There’s just no room and no reason, which is both a bit scary and liberating–at my most minimal, will I still be able to find the happiness and the stability that I routinely pursue? I have already begun to miss the comfort of my formerly inviting bedroom, warmly lit and curtained, a post-work TV rolling Seinfeld while a meal cooks, a Yuengling, my video games. Eventually I imagine I’ll make up the place I live in much the manner that I did it here, a place to feel safe and relax, even amidst the pursuit of ever-changing experiences and adventures.
I can’t help but continue to wonder, as I always have, what exactly it will be like not only to enter a new country, and Japan in particular, but to make it my home and carry out my life in it.

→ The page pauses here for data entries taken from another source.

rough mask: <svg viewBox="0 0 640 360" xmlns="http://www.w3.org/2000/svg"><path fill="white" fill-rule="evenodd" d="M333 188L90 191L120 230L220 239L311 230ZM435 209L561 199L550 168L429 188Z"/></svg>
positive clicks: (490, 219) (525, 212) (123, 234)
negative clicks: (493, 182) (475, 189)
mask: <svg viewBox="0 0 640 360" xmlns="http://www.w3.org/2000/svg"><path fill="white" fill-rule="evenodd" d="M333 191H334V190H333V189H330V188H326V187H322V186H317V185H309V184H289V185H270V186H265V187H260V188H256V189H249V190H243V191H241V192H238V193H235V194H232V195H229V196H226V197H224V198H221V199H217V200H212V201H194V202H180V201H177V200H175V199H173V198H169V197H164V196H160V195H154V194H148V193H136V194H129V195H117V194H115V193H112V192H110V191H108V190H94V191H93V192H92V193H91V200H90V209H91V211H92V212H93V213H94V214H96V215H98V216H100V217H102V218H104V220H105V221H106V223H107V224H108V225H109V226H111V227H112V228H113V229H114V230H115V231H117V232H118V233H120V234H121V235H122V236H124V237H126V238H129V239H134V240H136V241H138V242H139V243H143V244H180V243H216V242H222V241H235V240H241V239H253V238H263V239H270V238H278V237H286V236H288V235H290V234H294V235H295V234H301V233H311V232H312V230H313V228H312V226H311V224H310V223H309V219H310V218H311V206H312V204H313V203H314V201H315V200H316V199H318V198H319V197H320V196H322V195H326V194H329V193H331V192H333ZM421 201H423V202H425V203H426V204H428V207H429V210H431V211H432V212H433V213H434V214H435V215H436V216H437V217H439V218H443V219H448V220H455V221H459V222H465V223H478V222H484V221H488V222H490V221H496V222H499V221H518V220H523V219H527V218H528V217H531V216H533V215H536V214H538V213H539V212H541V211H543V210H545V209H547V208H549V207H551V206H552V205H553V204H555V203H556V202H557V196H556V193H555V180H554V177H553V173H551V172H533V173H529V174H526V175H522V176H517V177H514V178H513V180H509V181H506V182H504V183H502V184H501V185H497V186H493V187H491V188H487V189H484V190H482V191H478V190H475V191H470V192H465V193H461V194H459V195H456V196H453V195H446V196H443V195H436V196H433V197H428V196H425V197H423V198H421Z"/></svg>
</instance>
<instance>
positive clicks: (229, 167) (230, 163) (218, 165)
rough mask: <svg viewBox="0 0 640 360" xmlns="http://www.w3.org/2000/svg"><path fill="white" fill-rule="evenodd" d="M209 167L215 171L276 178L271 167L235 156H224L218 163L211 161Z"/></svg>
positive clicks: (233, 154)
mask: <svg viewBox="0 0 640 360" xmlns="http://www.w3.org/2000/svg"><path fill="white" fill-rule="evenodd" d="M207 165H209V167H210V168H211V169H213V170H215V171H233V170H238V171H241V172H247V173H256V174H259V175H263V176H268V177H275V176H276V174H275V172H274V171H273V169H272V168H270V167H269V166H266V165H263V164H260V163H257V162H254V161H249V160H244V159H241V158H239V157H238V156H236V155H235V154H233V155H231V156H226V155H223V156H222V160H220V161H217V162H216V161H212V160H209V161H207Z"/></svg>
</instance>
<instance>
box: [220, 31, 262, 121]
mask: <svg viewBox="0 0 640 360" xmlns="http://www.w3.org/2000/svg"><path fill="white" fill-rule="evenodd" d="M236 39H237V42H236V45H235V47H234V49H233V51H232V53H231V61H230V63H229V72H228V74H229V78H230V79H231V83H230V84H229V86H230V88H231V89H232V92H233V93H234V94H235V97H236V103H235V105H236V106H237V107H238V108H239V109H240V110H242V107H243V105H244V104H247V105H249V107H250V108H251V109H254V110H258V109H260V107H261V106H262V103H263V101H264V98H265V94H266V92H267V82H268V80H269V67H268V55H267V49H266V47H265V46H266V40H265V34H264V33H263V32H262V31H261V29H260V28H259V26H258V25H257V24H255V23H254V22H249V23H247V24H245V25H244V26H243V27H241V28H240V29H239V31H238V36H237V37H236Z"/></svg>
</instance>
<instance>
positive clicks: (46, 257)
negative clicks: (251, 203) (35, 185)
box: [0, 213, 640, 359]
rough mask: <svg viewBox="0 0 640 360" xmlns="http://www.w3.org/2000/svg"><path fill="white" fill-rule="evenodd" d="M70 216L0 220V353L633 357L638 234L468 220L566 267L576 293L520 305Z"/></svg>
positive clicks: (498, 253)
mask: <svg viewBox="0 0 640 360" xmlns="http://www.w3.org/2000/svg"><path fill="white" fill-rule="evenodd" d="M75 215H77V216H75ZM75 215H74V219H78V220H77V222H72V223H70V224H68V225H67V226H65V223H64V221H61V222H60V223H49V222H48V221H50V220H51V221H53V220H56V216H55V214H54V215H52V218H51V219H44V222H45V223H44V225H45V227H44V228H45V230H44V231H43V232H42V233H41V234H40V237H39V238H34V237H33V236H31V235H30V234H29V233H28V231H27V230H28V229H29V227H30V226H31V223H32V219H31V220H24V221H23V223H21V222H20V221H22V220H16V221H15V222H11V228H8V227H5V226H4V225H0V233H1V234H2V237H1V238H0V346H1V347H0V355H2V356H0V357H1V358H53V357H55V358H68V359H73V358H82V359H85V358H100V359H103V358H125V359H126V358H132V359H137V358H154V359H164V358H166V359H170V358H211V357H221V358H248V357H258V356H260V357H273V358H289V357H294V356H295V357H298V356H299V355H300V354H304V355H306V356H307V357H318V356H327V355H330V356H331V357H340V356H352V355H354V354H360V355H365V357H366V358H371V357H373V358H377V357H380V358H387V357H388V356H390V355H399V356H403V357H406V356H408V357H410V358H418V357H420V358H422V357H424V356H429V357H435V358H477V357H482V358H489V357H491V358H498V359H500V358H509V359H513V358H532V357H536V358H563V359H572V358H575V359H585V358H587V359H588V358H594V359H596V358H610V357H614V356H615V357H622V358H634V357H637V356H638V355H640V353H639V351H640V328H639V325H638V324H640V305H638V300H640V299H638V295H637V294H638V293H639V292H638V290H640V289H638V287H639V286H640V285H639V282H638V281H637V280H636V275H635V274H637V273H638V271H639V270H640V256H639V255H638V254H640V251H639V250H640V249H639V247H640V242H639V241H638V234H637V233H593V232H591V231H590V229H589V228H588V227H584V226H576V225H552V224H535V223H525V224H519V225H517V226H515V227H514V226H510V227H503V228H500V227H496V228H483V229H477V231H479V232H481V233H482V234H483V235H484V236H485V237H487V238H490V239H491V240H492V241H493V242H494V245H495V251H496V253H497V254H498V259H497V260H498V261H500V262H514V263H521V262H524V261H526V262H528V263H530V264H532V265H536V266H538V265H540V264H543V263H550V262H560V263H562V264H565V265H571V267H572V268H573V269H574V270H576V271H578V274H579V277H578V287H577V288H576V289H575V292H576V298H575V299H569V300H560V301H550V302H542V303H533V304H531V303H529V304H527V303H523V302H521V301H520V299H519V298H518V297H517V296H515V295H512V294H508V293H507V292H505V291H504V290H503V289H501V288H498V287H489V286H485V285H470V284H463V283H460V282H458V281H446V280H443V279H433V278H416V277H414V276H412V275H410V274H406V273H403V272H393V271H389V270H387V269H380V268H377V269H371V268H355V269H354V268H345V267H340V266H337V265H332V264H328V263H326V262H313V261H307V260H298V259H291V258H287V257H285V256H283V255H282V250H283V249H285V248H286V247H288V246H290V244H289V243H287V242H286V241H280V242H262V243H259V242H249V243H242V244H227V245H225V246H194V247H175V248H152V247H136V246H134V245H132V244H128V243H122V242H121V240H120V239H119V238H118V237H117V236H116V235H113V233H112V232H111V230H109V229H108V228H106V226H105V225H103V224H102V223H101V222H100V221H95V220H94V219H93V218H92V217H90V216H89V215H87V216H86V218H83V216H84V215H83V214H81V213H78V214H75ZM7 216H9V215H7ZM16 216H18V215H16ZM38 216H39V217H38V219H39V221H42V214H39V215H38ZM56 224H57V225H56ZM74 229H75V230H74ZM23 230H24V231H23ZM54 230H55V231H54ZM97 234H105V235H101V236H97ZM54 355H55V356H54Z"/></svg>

How will I feel as part of a 0.000836% minority? What new circle of people will I meet and what will my friends be like? It’s kind of the same feeling as when I came to Pittsburgh: ready for something relatively defined, but anticipating everything I cannot possibly expect. The toed line between discomfort and heightened awareness, letting things go and embracing new situations, the fuzzy logic of a 21st century rice cooker: approximately something like this, depending on the always variable circumstances.